L'Allemagne a assoupli ses règles qui concernent la représentation de certains symboles anticonstitutionnels dans les jeux vidéo.

Les joueurs allemands vont bientôt avoir droit aux symboles nazis. Dans un communiqué publié le 9 août, la German Games Industry Association, équivalente du syndicat SELL en France, a annoncé que les œuvres vidéoludiques sont désormais traitées comme les autres.

Concrètement, cette évolution signifie que l’iconographie liée au IIIe Reich, entre autres représentations anticonstitutionnelles, sera autorisée dans les jeux vidéo à partir du moment où ils réunissent des conditions éducatives, artistiques et/ou historiques.

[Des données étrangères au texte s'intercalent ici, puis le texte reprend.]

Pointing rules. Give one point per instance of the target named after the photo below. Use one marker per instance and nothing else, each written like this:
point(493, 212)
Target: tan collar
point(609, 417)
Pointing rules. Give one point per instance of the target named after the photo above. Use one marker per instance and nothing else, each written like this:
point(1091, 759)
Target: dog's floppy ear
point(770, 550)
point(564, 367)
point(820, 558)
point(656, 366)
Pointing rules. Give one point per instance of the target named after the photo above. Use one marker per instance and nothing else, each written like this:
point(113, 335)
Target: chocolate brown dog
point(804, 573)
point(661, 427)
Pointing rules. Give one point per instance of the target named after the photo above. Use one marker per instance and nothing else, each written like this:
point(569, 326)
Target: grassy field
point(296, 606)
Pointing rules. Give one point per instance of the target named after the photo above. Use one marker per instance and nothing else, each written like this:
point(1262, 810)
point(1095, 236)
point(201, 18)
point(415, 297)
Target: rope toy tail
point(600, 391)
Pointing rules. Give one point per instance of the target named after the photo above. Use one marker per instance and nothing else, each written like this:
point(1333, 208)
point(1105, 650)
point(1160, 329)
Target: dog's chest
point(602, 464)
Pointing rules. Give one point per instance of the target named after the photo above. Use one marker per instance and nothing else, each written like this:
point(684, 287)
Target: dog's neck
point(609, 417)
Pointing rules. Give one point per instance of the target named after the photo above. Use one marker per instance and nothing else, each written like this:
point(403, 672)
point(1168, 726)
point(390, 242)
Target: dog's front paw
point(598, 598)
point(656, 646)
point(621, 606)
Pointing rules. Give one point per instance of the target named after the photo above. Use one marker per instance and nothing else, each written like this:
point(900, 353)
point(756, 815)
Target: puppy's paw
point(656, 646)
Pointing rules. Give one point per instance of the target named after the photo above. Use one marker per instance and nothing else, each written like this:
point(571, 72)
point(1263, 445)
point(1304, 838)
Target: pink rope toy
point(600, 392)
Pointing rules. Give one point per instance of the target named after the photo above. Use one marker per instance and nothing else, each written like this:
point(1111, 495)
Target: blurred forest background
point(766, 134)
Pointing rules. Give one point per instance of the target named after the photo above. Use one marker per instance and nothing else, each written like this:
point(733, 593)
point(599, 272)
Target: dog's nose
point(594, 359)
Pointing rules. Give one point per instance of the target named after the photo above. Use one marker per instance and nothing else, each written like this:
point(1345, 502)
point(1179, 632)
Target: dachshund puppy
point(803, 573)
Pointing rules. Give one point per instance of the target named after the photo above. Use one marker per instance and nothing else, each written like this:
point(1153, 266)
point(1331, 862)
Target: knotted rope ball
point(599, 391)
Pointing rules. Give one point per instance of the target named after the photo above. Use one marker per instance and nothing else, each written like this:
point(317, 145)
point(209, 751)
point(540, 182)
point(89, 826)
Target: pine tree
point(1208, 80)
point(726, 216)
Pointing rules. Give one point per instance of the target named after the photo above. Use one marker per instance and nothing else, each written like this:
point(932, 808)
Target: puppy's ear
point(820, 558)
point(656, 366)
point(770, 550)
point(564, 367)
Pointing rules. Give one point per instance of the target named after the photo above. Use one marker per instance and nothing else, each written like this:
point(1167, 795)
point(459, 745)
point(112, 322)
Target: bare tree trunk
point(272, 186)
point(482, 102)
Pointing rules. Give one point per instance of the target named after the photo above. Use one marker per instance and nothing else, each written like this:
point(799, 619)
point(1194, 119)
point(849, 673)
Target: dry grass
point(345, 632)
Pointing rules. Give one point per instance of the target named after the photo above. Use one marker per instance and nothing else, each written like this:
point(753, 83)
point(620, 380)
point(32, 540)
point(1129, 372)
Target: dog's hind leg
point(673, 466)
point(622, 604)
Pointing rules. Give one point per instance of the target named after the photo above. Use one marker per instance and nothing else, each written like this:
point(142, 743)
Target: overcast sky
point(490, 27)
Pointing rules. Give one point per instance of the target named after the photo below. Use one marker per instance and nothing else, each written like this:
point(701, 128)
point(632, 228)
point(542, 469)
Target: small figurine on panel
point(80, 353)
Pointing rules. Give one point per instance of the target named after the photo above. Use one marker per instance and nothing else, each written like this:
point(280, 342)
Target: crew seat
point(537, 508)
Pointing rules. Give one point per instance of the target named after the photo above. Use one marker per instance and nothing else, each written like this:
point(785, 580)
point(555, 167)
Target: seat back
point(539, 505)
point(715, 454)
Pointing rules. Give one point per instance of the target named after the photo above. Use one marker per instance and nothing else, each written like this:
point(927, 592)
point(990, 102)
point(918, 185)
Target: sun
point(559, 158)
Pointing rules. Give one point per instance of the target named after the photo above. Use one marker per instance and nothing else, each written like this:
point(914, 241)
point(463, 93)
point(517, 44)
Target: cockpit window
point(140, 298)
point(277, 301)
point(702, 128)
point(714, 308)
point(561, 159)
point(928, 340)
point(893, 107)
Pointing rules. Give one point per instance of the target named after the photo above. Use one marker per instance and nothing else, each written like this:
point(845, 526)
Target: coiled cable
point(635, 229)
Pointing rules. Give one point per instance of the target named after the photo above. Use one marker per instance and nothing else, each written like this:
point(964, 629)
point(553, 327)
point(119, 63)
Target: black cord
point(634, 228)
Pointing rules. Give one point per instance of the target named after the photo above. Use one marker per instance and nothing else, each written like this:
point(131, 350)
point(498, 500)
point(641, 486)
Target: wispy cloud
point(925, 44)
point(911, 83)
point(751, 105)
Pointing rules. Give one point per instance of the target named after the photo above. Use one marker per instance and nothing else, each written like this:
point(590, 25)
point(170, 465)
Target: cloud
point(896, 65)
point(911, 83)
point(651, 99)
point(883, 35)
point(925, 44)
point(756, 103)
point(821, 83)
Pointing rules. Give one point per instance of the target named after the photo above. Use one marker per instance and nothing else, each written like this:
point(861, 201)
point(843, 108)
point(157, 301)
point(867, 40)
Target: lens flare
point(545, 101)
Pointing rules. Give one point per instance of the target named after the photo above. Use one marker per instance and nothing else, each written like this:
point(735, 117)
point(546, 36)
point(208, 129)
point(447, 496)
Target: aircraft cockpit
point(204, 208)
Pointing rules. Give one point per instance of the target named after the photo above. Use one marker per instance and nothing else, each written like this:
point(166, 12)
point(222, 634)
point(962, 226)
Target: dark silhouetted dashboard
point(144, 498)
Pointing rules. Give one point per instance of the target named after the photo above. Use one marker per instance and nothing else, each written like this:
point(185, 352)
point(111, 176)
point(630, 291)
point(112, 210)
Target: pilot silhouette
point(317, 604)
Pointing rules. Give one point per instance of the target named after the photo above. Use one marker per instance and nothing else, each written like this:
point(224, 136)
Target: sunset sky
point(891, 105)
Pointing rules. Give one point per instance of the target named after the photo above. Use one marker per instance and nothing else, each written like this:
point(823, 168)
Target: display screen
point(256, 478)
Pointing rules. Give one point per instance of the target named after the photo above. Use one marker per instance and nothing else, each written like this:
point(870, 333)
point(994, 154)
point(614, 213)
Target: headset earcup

L’Entertainment Software Self-Regulation Body — ou ESK — sera chargé de statuer au cas par cas au moment de la classification.

Wolfenstein II : The New Colossus // Source : Bethesda

Wolfenstein, grand gagnant

En raison de l’intransigeance du gouvernement allemand, les studios devaient auparavant censurer leurs productions. Une licence en particulier en a beaucoup pâti : Wolfenstein, ouvertement définie comme antinazi. Dans le dernier épisode en date, sous-titré The New Colossus, Bethesda a même dû modifier une séquence clef qui s’articule autour d’une rencontre avec Hitler. En somme, il n’était pas seulement question de masquer des croix gammées, mais aussi de supprimer tout élément susceptible de rappeler la période.

Pour Felix Falk, directeur de la German Games Industry Association, c’est une immense victoire, « Cette décision est une étape importante pour le jeu vidéo en Allemagne. Nous avons longtemps fait campagne pour que les jeux puissent jouer un rôle dans la discussion sociale, sans aucune exception. » Il souligne : « Beaucoup de jeux produits par des développeurs créatifs et dévoués traitent de sujets sensibles comme l’ère nazie en Allemagne, et ils le font de manière responsable pour encourager la réflexion et la pensée critique. La nature interactive des jeux vidéo les rend légitimes pour animer les débats, et ils permettent de s’adresser à une audience jeune que les autres médias ne touchent pas. » 

Bien sûr, comme dans le cinéma, les studios devront se plier à la règle Sozialadäquanzklausel inscrite dans le Code pénal allemand. Elle correspond à une clause d’adéquation sociale et permet de ne pas autoriser tout et n’importe quoi. On surveillera donc la version allemande de Wolfenstein : Young Blood, annoncé à l’E3 dernier, avec attention.